All of the individual air pollutants in the analysis except ozone showed a significant bump in MI relative risk for every increment in concentration. The increments were 10 µg/m3 for all pollutants except carbon monoxide, for which the increment was 1 mg/m3.

Relative Risk (95% CI) for Acute MI Following Up to One Week of Exposure to Pollutants, Per Increment in Concentration*

Pollutant (increment) RR (95% CI) p
Carbon monoxide 1.048 (1.026–1.070) <0.001
Nitrogen dioxide 1.011 (1.006–1.016) <0.001
Sulfur dioxide 1.010 (1.003–1.017) 0.007
PM10 1.006 (1.002–1.009) 0.002
PM2.5 1.025 (1.015–1.036) 0.004
Ozone 1.003 (0.997–1.010) 0.36

*10 µg/m3 for all pollutants except carbon monoxide (1 mg/m3)

PM10=particulate matter <10 µm in diameter

PM2.5=particulate matter <2.5 µm in diameter

Mustafic and her coauthors point to several potential mechanisms that might trigger an MI with short-term exposure to air pollution. They include induction of systemic inflammation, dysregulation of the cardiac autonomic system, increased blood viscosity, vasoconstriction or vasospasm, and promotion of arrhythmias. Experimental evidence suggests a number of mechanisms are probably involved, they write.

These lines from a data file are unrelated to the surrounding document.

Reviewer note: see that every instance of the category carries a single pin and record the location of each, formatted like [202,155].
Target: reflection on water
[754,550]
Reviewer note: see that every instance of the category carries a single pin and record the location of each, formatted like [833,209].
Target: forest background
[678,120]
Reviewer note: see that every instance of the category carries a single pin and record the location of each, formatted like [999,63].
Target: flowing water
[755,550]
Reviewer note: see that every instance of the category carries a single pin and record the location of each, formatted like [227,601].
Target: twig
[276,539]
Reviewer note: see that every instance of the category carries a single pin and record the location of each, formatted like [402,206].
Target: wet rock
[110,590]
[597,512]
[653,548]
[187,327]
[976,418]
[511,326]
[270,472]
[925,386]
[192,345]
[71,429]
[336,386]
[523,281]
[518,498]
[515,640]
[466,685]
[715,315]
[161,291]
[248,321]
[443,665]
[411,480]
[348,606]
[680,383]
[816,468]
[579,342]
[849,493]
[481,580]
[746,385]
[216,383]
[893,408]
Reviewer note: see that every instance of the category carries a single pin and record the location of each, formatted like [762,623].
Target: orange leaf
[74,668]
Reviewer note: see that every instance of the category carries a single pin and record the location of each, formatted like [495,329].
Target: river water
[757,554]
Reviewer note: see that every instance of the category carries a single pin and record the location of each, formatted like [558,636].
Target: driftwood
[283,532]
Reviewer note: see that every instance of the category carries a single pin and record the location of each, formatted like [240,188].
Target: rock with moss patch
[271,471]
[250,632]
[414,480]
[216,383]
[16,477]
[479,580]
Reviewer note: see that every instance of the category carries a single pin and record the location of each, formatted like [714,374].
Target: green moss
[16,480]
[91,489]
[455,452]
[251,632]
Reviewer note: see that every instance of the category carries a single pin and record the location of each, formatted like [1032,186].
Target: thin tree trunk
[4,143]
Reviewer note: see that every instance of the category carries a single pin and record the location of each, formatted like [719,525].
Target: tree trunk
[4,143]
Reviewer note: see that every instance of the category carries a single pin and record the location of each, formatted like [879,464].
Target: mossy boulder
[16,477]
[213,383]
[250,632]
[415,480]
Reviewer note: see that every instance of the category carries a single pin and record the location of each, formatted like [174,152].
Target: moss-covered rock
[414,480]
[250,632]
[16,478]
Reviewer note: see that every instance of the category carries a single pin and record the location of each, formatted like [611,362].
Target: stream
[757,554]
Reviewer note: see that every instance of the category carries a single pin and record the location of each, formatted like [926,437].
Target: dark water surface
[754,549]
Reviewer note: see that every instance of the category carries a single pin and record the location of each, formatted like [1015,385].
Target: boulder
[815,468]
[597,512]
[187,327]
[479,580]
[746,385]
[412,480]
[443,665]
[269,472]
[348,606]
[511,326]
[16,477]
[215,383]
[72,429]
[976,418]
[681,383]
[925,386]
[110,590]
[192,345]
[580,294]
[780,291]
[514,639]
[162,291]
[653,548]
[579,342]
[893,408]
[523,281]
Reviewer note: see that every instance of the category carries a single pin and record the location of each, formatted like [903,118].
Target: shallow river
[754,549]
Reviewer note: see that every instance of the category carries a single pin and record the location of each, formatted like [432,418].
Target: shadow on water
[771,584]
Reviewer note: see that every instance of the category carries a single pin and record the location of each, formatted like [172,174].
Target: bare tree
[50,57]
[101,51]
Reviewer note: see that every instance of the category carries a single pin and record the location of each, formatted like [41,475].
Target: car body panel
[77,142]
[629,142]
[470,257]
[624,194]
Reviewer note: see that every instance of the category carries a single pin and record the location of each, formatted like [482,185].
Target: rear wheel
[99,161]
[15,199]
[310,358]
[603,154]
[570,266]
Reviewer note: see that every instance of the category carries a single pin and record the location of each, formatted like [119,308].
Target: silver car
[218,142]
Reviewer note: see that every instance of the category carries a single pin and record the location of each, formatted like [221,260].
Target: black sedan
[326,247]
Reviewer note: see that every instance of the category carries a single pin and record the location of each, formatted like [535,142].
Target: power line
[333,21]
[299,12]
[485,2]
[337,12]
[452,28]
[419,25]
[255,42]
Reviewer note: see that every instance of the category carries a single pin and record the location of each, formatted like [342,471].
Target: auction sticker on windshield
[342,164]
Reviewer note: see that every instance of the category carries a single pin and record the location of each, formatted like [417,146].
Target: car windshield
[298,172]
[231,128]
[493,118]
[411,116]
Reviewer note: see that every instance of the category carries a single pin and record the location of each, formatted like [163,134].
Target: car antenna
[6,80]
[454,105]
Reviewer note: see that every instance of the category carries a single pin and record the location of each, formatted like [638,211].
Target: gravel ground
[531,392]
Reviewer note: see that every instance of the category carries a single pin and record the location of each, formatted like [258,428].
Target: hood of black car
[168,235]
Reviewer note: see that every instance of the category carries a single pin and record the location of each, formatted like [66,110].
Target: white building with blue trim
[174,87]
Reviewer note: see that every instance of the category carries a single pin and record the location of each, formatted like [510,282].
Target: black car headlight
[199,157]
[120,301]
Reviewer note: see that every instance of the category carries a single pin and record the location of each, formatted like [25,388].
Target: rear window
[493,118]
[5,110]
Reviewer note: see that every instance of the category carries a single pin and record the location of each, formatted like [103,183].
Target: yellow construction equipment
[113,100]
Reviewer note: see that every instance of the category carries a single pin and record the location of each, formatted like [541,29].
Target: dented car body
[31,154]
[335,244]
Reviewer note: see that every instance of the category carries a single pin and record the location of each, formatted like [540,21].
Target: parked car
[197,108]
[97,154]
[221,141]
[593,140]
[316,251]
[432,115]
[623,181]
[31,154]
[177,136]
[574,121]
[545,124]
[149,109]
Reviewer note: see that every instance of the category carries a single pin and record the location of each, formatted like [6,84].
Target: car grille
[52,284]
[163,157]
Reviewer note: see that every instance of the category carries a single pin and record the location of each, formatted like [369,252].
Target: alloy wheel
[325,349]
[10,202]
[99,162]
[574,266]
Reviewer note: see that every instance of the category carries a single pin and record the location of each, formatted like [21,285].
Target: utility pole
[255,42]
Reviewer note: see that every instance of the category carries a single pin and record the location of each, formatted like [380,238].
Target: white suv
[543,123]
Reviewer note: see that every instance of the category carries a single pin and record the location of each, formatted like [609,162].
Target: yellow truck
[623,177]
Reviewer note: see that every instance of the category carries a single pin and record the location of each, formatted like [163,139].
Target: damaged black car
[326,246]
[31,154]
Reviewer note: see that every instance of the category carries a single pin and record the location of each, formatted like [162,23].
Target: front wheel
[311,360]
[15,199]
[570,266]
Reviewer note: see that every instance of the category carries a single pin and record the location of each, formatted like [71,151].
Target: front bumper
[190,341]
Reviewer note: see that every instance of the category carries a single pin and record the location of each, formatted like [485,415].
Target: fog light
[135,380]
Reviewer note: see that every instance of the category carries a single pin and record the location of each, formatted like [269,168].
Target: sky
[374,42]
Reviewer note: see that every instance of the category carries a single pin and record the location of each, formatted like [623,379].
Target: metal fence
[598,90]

Ozone didn't emerge from the meta-analysis as a significant influence on MI risk, at least with short-term exposure, probably because its concentrations in the atmosphere are highly dependent on the brightness of solar radiation as a driver of photochemical reactions, according to the report. "And no study has adjusted for brightness," said Mustafic.

Mustafic had no disclosures. Disclosures for the coauthors are listed in the paper.